Camminare per conoscere, conoscere per apprezzare, apprezzare per tutelare”.  Teresio Valsesia che fu tra gli ideatori scandisce così lo slogan con cui migliaia di appassionati dettero vita, nel 1995, alla prima edizione di Cammina Italia. Idealmente parlando, a distanza di più di vent’anni, oggi nulla è cambiato. Questa stessa visione muove il CAI nel rilancio di Sentiero Italia CAI, obiettivo primario di questi giorni. Ed è di questo che sarà imperniata l’Edizione 2019 del Trento Film Festival, è di questo che il 2 maggio alle 18 si parlerà al Teatro Sociale in occasione del convegno “Sentiero Italia CAI, 6880 chilometri per incontrare con un solo cammino le molte culture e bellezze del nostro Paese”. Il momento delicato che attraversa il nostro Paese rende ancor più virtuosa un’operazione di valorizzazione del territorio, un’iniziativa volta a mostrare le nostre regioni, il loro fascino, la loro bellezza, le loro tradizioni, la loro storia.
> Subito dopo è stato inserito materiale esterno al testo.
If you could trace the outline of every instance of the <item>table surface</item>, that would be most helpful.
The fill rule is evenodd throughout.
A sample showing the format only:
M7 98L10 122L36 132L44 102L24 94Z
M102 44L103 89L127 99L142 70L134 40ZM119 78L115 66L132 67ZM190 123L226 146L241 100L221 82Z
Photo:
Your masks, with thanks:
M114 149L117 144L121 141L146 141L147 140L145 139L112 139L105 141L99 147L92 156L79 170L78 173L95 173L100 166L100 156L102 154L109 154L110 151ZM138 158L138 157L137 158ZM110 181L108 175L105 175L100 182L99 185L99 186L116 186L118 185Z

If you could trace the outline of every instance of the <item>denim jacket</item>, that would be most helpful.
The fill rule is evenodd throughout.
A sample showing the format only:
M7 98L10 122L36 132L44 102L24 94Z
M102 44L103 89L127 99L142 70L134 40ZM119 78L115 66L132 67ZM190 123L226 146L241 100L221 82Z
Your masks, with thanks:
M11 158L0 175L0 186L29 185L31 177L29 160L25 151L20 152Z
“L’idea di tracciare un sentiero che attraversi l’intera Penisola passa attraverso l’avventura di Cammina Italia 1995 – ha spiegato il Presidente Generale del CAI Vincenzo Torti, in occasione dell conferenza stampa di presentazione del Trento Film Festival, nella sede nazionale del Club a Milano – manifestazione fortemente voluta
dalla componente escursionistica del CAI approda ora a una sua nuova realizzazione, grazie all’impegno di centinaia di volontari, per consentire, con la lentezza di un cammino ininterrotto, di scoprire paesaggi e culture che rendono unico il nostro Paese”.
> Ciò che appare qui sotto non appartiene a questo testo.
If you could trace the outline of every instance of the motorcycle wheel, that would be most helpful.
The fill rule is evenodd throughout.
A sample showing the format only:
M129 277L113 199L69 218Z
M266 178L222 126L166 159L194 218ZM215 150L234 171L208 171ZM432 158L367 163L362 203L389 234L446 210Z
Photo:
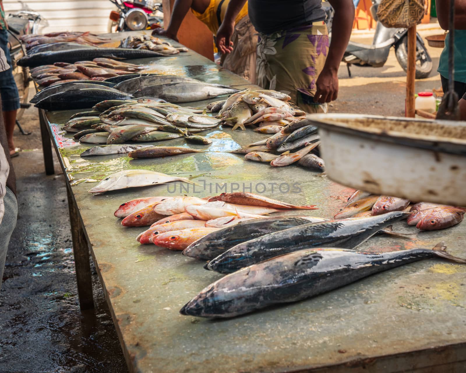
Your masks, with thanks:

La storia di Sentiero Italia CAI, con le sue circa 400 tappe, è scritta nel nostro sito.

In occasione del convegno di Trento sarà inoltre presentata 
Le montagne incantate, collana di nove volumi (che usciranno in edicola a cadenza mensile dal 3 maggio) curati ed editi da National Geographic in collaborazione con il Club alpino italiano, nei quali saranno illustrate le tappe del Sentiero Italia CAI, in modo da contribuire a far conoscere e rendere più accessibile tutta la montagna italiana.
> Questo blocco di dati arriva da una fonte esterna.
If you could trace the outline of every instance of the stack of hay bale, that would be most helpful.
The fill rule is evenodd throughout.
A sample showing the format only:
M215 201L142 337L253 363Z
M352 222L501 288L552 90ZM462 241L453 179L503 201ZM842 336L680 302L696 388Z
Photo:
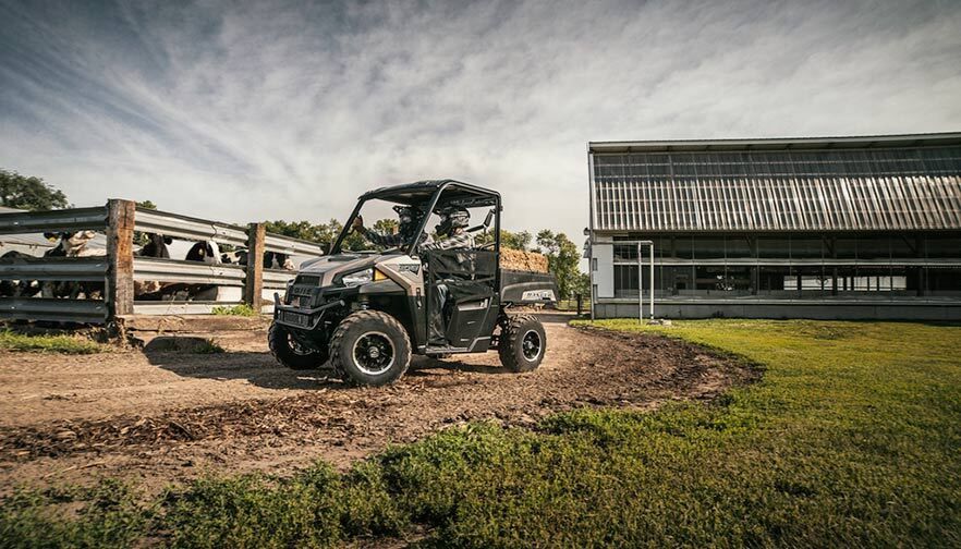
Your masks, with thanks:
M500 268L528 272L547 272L547 257L536 252L501 248Z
La serie sarà illustrata dalle 
fotografie di Alto Versante e si avvarrà delle firme delle testate del gruppo Gedi, dei più noti specialisti della montagna, di famosi alpinisti, di storici e di scrittori.

Anche quest’anno al Trento Film Festival il Club alpino darà spazio infine alla propria produzione editoriale (realizzata con la collaborazione di importanti case editrici), con sei presentazioni, rivolte ad adulti e giovani. Si inizia il 27 aprile con Il pastore di stambecchi di Irene Borgna e Louis Oreiller (ore 18 presso la sala della Fondazione Caritro), per proseguire il 2 maggio con Gasherbrum IV. La montagna lucente a cura di Alessandro Giorgetta (ore 11, sempre nella sala della Fondazione Caritro). Il 2 e il 3 maggio (rispettivamente alle 13,30 e alle 14,30, al Parco dei Mestieri), Claudio Morandini presenterà il suo romanzo per ragazzi Le maschere di Pocacosa agli alunni delle scuole, mentre sabato 4 maggio, all’interno del convegno organizzato dalla Società Italiana di Medicina di Montagna, Alex Cittadellapresenterà il suo Breve storia delle Alpi tra Clima e Meteorologia.